Rosemary Island

Geography
- Location: Indian Ocean
- Coordinates: 20°28′46″S 116°35′40″E﻿ / ﻿20.47944°S 116.59444°E
- Archipelago: Dampier

Administration
- Australia
- Electoral Division: Division of Durack
- State electorate: Pilbara
- LGA: City of Karratha

Demographics
- Population: 0
- Ethnic groups: Yaburara, Ngarluma

Additional information
- Time zone: AWST (UTC+8);

= Rosemary Island =

Island in Dampier Archipelago of Western Australia

Rosemary Island is an island in the Dampier Archipelago in the Pilbara region of Western Australia. With Enderby Island it forms Class A Nature Reserve 36915, part of a proposed national park.

During World War II an airstrip was established at the north end of the island, where there is also a vehicle track and a well with a distinctive date palm. The well was constructed of concrete with a corrugated steel liner and is now filled with 20th century debris.

In 1699 the English navigator William Dampier, in command of the 26-gun warship on a mission to explore the coast of New Holland, following the Dutch route to the Indies, passed between Dirk Hartog Island and the Western Australian mainland into what he called Shark's Bay. He then followed the coast northeast, on 21 August 1699 reaching the Dampier Archipelago, which he explored, naming Rosemary Island on 22 August. He continued to Lagrange Bay, just south of what is now Roebuck Bay, before sailing for Timor.

In 2016, archaeologists from the University of Western Australia (UWA) excavated ancient rock shelters on Rosemary Island, between 8000 and 9000 years old. They may be the earliest known domestic structures in Australia.

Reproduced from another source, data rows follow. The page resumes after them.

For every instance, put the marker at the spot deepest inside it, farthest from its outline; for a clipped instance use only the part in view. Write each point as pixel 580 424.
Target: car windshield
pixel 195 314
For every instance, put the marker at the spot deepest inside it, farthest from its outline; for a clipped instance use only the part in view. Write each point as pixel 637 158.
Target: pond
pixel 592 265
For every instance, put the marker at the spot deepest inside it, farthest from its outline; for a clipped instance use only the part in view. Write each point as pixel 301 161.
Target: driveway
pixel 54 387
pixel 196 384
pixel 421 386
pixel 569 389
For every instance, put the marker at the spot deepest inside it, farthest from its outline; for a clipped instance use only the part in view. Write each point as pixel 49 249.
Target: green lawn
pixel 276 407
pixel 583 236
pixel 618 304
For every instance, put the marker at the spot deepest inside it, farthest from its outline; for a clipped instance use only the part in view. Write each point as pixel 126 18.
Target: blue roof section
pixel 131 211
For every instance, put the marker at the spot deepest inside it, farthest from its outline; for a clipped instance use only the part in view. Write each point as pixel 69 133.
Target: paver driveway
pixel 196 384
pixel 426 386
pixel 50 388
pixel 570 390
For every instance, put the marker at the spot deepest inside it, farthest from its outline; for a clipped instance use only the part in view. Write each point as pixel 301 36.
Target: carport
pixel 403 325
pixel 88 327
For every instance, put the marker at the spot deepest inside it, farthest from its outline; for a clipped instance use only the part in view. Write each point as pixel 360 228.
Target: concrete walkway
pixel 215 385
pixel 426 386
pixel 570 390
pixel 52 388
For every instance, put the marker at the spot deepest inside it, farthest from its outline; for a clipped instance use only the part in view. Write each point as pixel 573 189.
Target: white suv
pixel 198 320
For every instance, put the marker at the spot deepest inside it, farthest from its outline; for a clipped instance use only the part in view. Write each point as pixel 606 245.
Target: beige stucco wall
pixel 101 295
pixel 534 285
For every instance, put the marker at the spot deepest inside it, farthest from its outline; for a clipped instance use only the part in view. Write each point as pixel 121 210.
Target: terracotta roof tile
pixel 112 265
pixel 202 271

In 2017, UWA archaeologists identified engravings left by crews of American whaling ships in the 1850s on Rosemary Island and West Lewis Island. In some cases the engravings were made over the top of ancient Aboriginal rock art.

Volunteers have been monitoring the hawksbill sea turtle, a critically endangered species, on the island since 1986. In November 2020, a 60-year old turtle, first tagged in November 1990 and again in 2011, returned to the same location.